Von den vielfältigen literarischen Bezügen im Roman sind Texte Bertolt Brechts hervorzuheben. Die Kapitelüberschriften weisen insbesondere auf die Tradition des Arbeiterliedes. Sie sind kontrapunktisch zum Erzählten angelegt. Während Willy und Horst von den prekären sozialen Verhältnissen nahezu erdrückt und straffällig werden, um ihren Lebensunterhalt zu bestreiten, mahnen Liedzeilen an die Geschichte der Arbeiterbewegung, ihre Kämpfe und Ideale. "Wer kämpft kann verlieren. Wer nicht kämpft, hat schon verloren", meint Hulda provokant. Doch die soziale Dimension dieser Maxime geht an den Protagonisten vorbei. Barons Roman Schön ist die Nacht kreist, wie übrigens auch Bölls Roman, konzentrisch um die Frage der sozialen Gerechtigkeit, die die Arbeiter Willy und Horst nicht mit Klassenkampf verbinden, sondern in Robin-Hood-Manier angehen, wenn sie "diese ungerechte Welt mit ungerechten Mitteln um ein Quäntchen gerechter machen" wollen. Damit sind sie zum Scheitern verurteilt.

Kontrapunktisch verhalten sich auch Inhalt und Form des Romans zueinander. Der Komplexität des Erzählten stehen knappe Sätze, kurze Szenen und eine streng mathematische Struktur gegenüber. Wie im Film gibt es einen Vor- und Abspann, die drei Teile umschließen. Jeder Romanteil besteht aus vier Kapiteln. Die Vierzahl steht für die Welt mit ihren vier Himmelsrichtungen, Jahres- und Tageszeiten. Die jeweils vier Kapitel der drei Teile gehen in der Zwölfzahl auf, die den astronomischen Zeitrhythmus symbolisiert. Zwölf Monate bilden ein Jahr, zwölf Stunden zählen jeweils Tag und Nacht. Damit schließt sich der Kreis zum Romantitel. Beim Tango Schön ist die Nacht lernen sich Willy und Rosi kennen. Es ist ein hoffnungsvoller Anfang, doch der Schein trügt. Die Ironisierung des Titels weist auf ein weiteres Grundprinzip des Romans. Motive, Symbole und Subtexte konterkarieren das Erzählte. Während die Protagonisten um ihr tägliches Brot kämpfen, künden Schlager vom ewigen Glück und vom Platz an der Sonne. Der Sound der 1970er-Jahre aus Musik und Film, der Barons Roman eine unverwechselbare Authentizität verleiht, wird zum absurden Theater.
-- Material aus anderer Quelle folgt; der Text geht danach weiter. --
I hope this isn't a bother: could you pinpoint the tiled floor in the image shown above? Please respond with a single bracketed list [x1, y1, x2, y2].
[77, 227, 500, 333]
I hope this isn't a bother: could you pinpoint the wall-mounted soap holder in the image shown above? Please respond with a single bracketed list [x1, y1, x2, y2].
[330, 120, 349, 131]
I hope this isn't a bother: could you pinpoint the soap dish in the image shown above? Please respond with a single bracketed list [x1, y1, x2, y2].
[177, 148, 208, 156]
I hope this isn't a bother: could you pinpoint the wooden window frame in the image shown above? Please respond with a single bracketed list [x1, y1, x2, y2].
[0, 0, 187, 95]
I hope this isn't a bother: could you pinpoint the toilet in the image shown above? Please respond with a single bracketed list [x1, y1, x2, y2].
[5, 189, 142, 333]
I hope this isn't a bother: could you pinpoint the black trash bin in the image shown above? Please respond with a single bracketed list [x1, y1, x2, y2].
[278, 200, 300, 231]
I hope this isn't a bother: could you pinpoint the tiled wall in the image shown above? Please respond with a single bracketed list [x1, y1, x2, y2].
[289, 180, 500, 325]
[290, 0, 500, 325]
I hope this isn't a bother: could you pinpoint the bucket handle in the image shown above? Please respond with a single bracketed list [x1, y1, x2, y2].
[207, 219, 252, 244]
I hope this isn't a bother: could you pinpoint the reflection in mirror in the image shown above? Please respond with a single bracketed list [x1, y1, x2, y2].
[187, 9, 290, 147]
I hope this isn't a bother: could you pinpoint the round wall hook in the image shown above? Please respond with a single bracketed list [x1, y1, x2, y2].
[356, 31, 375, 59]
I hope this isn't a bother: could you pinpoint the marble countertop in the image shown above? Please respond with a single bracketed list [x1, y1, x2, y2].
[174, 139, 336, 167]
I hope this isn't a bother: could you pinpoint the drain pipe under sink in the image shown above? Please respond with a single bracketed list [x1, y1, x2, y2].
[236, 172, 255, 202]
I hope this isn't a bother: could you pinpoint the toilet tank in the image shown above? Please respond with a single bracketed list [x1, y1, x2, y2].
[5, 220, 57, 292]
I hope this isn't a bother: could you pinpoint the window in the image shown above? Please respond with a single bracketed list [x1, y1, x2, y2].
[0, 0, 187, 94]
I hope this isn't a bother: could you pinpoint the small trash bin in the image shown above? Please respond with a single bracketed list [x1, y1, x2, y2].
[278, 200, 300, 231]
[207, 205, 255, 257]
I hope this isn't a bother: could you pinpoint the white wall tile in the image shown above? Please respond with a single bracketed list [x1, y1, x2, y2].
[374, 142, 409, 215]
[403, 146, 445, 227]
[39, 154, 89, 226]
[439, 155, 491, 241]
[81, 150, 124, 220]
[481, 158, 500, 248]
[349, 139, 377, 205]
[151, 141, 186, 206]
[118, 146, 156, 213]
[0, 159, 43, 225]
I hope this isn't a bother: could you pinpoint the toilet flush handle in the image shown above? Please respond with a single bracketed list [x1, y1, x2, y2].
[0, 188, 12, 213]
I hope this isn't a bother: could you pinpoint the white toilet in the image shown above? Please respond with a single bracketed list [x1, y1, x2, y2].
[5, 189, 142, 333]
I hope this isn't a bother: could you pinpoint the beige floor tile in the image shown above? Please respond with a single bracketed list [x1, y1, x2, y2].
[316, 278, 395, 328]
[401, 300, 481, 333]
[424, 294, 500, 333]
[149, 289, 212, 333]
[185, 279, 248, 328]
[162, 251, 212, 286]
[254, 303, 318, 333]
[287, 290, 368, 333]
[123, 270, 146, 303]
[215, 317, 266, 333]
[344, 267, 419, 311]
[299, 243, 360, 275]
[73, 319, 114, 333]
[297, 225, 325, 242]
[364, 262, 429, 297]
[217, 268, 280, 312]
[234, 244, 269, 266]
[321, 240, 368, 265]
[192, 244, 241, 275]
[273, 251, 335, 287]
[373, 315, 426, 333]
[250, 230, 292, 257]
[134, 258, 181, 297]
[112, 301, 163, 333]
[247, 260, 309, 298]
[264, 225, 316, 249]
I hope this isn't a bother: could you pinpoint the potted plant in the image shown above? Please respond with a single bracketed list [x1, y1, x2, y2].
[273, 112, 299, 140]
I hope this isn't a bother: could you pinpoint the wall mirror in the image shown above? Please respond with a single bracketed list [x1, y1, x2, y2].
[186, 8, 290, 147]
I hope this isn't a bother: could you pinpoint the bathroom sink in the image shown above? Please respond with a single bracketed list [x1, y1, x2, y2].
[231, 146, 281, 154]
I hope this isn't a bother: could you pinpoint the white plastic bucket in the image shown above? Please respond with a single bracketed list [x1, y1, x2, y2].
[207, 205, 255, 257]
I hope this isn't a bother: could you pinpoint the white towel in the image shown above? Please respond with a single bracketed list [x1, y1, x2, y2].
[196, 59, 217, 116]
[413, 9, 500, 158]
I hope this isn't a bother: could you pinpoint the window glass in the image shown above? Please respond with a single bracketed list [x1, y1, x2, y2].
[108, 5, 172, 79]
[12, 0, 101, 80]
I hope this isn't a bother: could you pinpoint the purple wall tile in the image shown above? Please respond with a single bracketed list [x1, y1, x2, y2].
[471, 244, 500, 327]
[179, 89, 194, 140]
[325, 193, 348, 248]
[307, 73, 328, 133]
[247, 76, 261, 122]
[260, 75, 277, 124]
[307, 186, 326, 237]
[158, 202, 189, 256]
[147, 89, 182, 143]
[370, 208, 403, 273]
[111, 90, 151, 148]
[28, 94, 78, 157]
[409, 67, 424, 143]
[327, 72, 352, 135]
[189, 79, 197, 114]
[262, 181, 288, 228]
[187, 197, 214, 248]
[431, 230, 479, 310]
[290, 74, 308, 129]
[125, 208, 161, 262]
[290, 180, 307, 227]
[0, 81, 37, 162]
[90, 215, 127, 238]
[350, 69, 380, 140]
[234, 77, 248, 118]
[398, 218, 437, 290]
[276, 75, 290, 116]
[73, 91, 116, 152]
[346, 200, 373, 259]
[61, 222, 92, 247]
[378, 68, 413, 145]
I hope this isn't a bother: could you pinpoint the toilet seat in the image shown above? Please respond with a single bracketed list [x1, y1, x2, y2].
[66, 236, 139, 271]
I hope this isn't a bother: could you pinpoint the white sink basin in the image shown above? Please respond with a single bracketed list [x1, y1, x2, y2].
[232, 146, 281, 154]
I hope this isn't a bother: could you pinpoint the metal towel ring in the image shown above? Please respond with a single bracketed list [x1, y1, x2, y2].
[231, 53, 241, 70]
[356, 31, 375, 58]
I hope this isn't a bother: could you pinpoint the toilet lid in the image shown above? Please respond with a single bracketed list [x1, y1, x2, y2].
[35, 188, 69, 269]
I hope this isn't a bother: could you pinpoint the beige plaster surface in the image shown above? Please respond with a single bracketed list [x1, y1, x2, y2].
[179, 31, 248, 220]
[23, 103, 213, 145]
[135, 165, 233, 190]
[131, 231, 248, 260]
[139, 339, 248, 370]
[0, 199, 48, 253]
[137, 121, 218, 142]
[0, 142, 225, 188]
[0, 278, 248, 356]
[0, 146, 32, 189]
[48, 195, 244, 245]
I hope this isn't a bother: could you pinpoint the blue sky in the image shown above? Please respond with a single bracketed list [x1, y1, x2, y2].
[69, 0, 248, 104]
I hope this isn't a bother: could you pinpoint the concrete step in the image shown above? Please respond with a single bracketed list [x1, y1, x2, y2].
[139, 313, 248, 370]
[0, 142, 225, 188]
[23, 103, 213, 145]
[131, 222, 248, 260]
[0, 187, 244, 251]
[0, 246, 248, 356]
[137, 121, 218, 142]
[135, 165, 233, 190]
"Schön ist die Nacht, die lauschige Nacht, es leuchten die Sterne, ich habe dich gerne ..." Das Nacht-Motiv durchzieht den Roman. "Es war dunkel geworden, beinahe Nacht, und Nacht, das war die Zeit, in der die Sonne fehlte," und wo das Leben der Underdogs in Kneipen wie der "Goldmine", dem Treffpunkt von Willy und Horst, beginnt. "In der Nacht lag keine Eile, da konnte mancherorts ein Mensch noch ein Mensch sein", heißt es. Auf der Nachtseite des Lebens stehen die Unterprivilegierten. Das trifft einmal mehr auf die türkischen Gastarbeiter zu, die brutal ausgebeutet werden. Sie sind fleißig und angepasst, aber als Konkurrenz deutschen Arbeitern wie Horst verhasst. Existenznot und Heimatverlust bestimmen ihr Leben: "Wenn du eine Nacht hier verbringst, hörst du Männer weinen. Die Leute gucken uns an, als ob wir Affen wären."

Willy und Horst begegnen sich erstmals in einer Nacht des Jahres 1944. Damit bekommt das Nacht-Motiv eine historische Dimension, die in das dunkelste Kapitel deutscher Geschichte, in die Nazizeit, reicht. Das Kriegserlebnis hat beide Protagonisten geprägt und wird immer wieder zum Bezugspunkt. Auch das ist etwas, was sie mit Bölls männlicher Hauptfigur Fred verbindet. Willy erinnert mit dem Krieg den "kältesten Winter seines Lebens", in dem ihn die "Leichen angestarrt hatten". Wenig später begreift er, dass das "Kämpfen vorüber gewesen war, das Morden aber noch nicht". Und Horst weiß 1979 in Zeiten des NATO-Doppelbeschlusses zur Stationierung neuer Mittelstreckenraketen in Deutschland: "Je größer die Kriegsgefahr, desto mehr Leute brauchten sie beim Militär." Es ist das Jahr, in dem SPD-Kanzler Helmut Schmidt mit dem US-Präsidenten Jimmy Carter über Nachrüstung verhandelt und es die Politiker "so gar nicht mit dem Frieden" hatten, obwohl klar war: "Frieden schaffen mit Waffen war aussichtslos". Wettrüsten und Kalter Krieg haben Konjunktur und verleihen Barons Roman eine verstörende Aktualität. Dass er an die starke Friedensbewegung erinnert, die sich dann in den 1980er-Jahren gegen nukleare Aufrüstung und den NATO-Doppelbeschluss formierte, um für ein friedliches Zusammenleben auf der Welt zu kämpfen, macht diese Leerstelle in den aktuellen Diskussionen geradezu schmerzlich bewusst.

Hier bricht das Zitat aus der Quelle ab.